「葬儀場の看板に思う――変わりゆく時代と心のスピード」

午前7時前、久しぶりに青空が広がっていた。寒さも和らぎ、暖かくなりそうな一日の始まりだった。しかし、気温は上がったものの風は冷たく、体感的には寒くもなく暖かくもなく、どっちつかずの一日だった。
そんな朝、我が家から国道に出る前の交差点で信号待ちをしていると、ふと目に留まった看板があった。
実は一昨日も気が付いていたのだが、チラッと見ただけだったので内容を正しく理解できなかった。その場所は葬儀場である。最初は「4月30日までに式場を予約すれば割引価格になる」と思い込んでいた。しかし、葬儀というものはあらかじめ日取りを予約できるものではない。きっと「今のうちに式場の予約をしておけば、何年後でも式場使用料が割引きになる」という意味なのだろうと考えた。
ところが、今日再びその道を通った際に改めてゆっくりと看板を読むと、まったく違う意味だった。実際には「4月30日までにこの葬儀場を利用すれば、式場使用料が割引になる」という内容だったのだ。

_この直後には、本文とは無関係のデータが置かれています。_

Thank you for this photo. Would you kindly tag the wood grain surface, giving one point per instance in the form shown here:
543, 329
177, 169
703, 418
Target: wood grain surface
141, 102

葬儀場も競争の時代なのだろうか。この式場は近隣では最も新しいにもかかわらず、あまり利用されていないように見える。この地域では「セレマ」の会員が圧倒的に多い。かつて、セレマしか選択肢がなかった時代に盛んに会員勧誘が行われていたからだ。当時は「家族葬」という概念もなく、勤め先やご近所総出で葬儀を執り行うのが当たり前だった。そのため、多くの人が高額な積み立てをして会員になることが常識とされていた。そして、一度の葬儀で積み立てた金額をすべて使い切るのが規約となっているため、家族葬ではその全額を使い切れないのではないかと感じる。必要額だけ利用し、残額を次回に繰り越すシステムはないのだろうか。
時代の移り変わりはあまりにも早い。葬儀は特に変わった。今は何もかもがシンプル志向になり、それが合理的であることは理解できる。しかし、心のスピードとは異なる速さに、どこか置いて行かれるような感覚がある。
この看板を見て、割引に敏感な私は、まるで葬儀場に急かされているような気持ちになった。しかし、こればかりは計画的に進めるわけにはいかないものである。